While, as he thus meditated, from out the dazzle as of mirage, a single figure grew into force and distinctness of outline, a figure which from his childhood had appealed to him with an attraction at once sinister and heroic--that, namely, of a certain soldier and ex-Indian official, his kinsman, to pay a politic tribute of respect to whom was the object of his present excursion.
In Catholic countries the World gives its children to the Church.
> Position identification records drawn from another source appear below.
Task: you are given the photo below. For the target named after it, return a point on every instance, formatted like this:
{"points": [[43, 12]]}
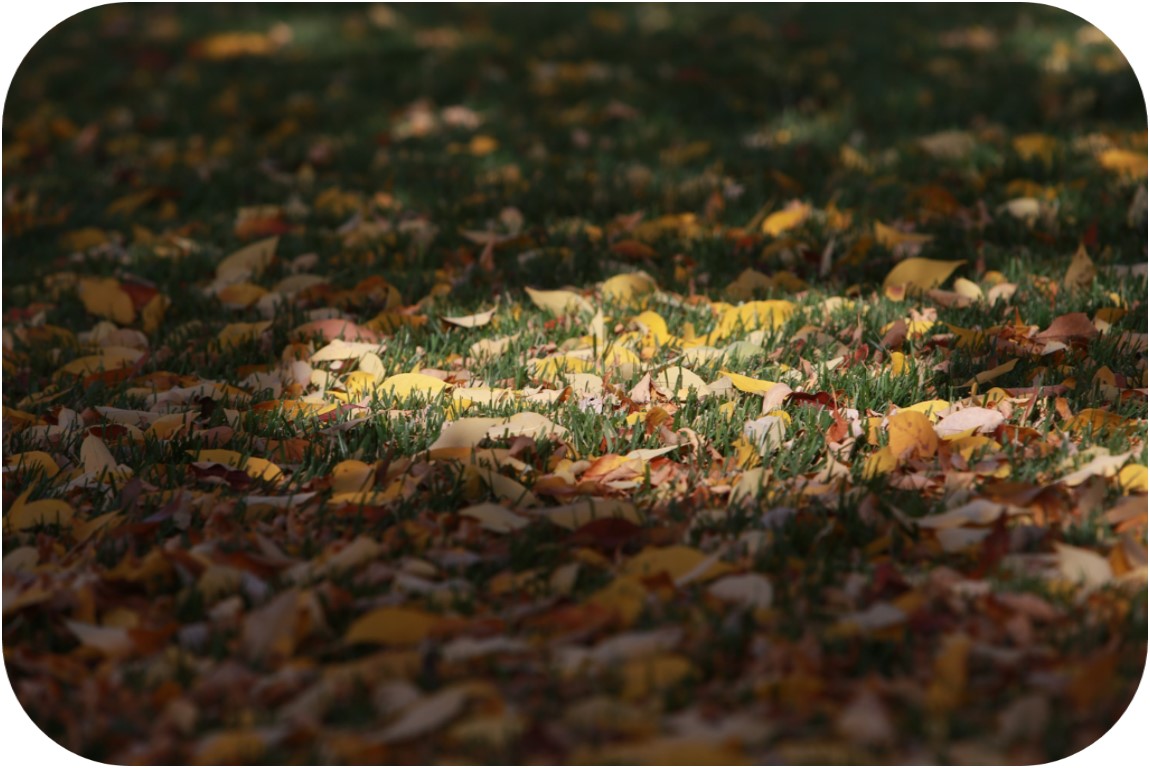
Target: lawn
{"points": [[616, 384]]}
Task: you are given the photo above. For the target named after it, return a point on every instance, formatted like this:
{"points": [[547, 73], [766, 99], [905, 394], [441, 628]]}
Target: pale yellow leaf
{"points": [[558, 302], [920, 274], [104, 297], [472, 321], [248, 261], [404, 385], [580, 513], [392, 626]]}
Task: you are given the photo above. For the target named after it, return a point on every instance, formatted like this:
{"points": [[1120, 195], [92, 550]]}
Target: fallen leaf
{"points": [[920, 274]]}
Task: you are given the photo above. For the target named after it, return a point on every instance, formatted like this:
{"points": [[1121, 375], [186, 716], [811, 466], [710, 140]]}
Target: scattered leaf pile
{"points": [[391, 385]]}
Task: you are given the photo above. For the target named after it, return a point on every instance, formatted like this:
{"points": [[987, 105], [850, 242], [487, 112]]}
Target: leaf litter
{"points": [[719, 466]]}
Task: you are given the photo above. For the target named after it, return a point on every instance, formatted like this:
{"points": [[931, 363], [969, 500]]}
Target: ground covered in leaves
{"points": [[634, 384]]}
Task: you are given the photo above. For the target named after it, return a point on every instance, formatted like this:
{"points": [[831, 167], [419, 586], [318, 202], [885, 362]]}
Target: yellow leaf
{"points": [[680, 382], [152, 314], [628, 288], [880, 462], [495, 517], [392, 626], [104, 297], [911, 432], [351, 475], [748, 384], [1030, 146], [676, 561], [239, 746], [967, 289], [994, 373], [482, 145], [1081, 271], [255, 467], [472, 321], [626, 596], [920, 274], [33, 460], [96, 457], [108, 359], [580, 513], [235, 333], [892, 238], [651, 674], [27, 514], [404, 385], [240, 296], [784, 220], [751, 316], [1133, 478], [558, 302], [550, 368], [1124, 162], [169, 424], [248, 261], [898, 363]]}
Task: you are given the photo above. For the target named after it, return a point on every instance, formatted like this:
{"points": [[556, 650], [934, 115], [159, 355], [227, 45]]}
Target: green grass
{"points": [[737, 113]]}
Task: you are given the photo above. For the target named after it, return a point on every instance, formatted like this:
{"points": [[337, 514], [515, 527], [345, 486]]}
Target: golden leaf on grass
{"points": [[352, 475], [625, 596], [911, 434], [477, 320], [31, 461], [1102, 463], [495, 517], [748, 384], [880, 462], [920, 274], [1081, 271], [948, 145], [677, 561], [898, 365], [580, 513], [105, 298], [1124, 162], [751, 316], [1133, 478], [558, 302], [491, 348], [247, 262], [1096, 420], [628, 288], [750, 590], [993, 373], [405, 385], [784, 220], [97, 458], [668, 751], [240, 296], [254, 466], [238, 746], [232, 335], [426, 715], [652, 674], [1083, 567], [152, 313], [27, 514], [679, 382], [393, 626], [1035, 146], [109, 640], [968, 421], [108, 359]]}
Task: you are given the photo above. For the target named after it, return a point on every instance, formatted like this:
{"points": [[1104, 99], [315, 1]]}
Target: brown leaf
{"points": [[1065, 328]]}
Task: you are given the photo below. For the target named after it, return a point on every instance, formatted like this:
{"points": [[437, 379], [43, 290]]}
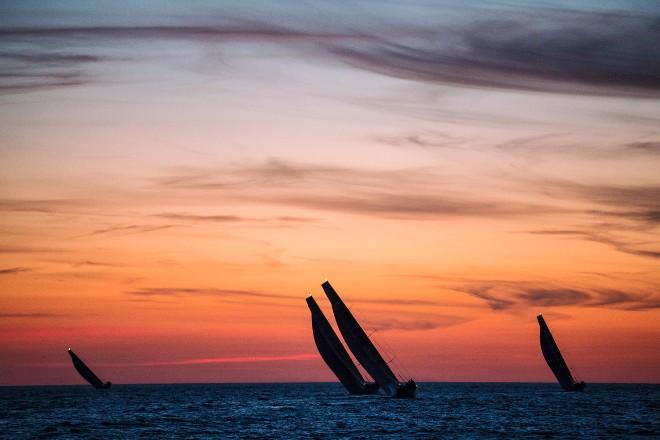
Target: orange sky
{"points": [[169, 199]]}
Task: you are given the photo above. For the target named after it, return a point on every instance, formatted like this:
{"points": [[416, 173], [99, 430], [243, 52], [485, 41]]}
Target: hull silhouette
{"points": [[365, 351], [334, 354], [555, 360], [87, 373]]}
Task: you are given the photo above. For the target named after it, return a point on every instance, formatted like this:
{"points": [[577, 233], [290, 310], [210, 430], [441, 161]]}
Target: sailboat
{"points": [[555, 360], [334, 354], [365, 351], [86, 373]]}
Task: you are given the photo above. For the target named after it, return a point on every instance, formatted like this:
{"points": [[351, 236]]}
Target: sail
{"points": [[360, 344], [86, 373], [334, 354], [554, 358]]}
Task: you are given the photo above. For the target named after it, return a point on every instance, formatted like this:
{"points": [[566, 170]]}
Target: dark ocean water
{"points": [[324, 411]]}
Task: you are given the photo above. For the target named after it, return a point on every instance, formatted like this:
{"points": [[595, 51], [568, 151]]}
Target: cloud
{"points": [[14, 270], [542, 49], [232, 360], [556, 297], [222, 293], [397, 193], [44, 206], [28, 315], [505, 295], [438, 321], [559, 51], [229, 218], [624, 217], [130, 229], [9, 249]]}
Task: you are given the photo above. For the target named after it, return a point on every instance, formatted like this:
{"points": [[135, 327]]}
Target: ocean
{"points": [[325, 411]]}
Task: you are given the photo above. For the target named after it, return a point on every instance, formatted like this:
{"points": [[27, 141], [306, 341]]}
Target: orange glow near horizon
{"points": [[166, 211]]}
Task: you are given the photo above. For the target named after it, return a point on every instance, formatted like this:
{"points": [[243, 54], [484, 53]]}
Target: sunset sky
{"points": [[176, 178]]}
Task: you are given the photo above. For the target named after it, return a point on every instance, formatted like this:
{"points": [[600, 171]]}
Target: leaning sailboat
{"points": [[87, 373], [365, 351], [555, 360], [334, 354]]}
In Protestant countries the process is not infrequently reversed, the Church giving its children to the World, and that with an alacrity which argues remarkable faith and courage--of a sort! Archdeacon Verity had carefully planned this visit for his son, although it obliged the young man to leave home two days earlier than he need otherwise have done.

It was illuminating to note how the father brought all the resources of a fine presence, an important manner and full-toned archidiaconal voice to bear upon proving the expediency of the young man visiting this particular relation, over whose career and reputation he had so often, in the past, pursed up his lips and shaken his head for the moral benefit of the domestic circle.
For the Archdeacon, in common with the majority of the Verity family, was animated by that ineradicable distrust of anything approaching genius which distinguishes the English country, or rather county, mind.

And that Sir Charles Verity had failed to conform to the family tradition of solid, unemotional, highly respectable, and usually very wealthy, mediocrity was beyond question.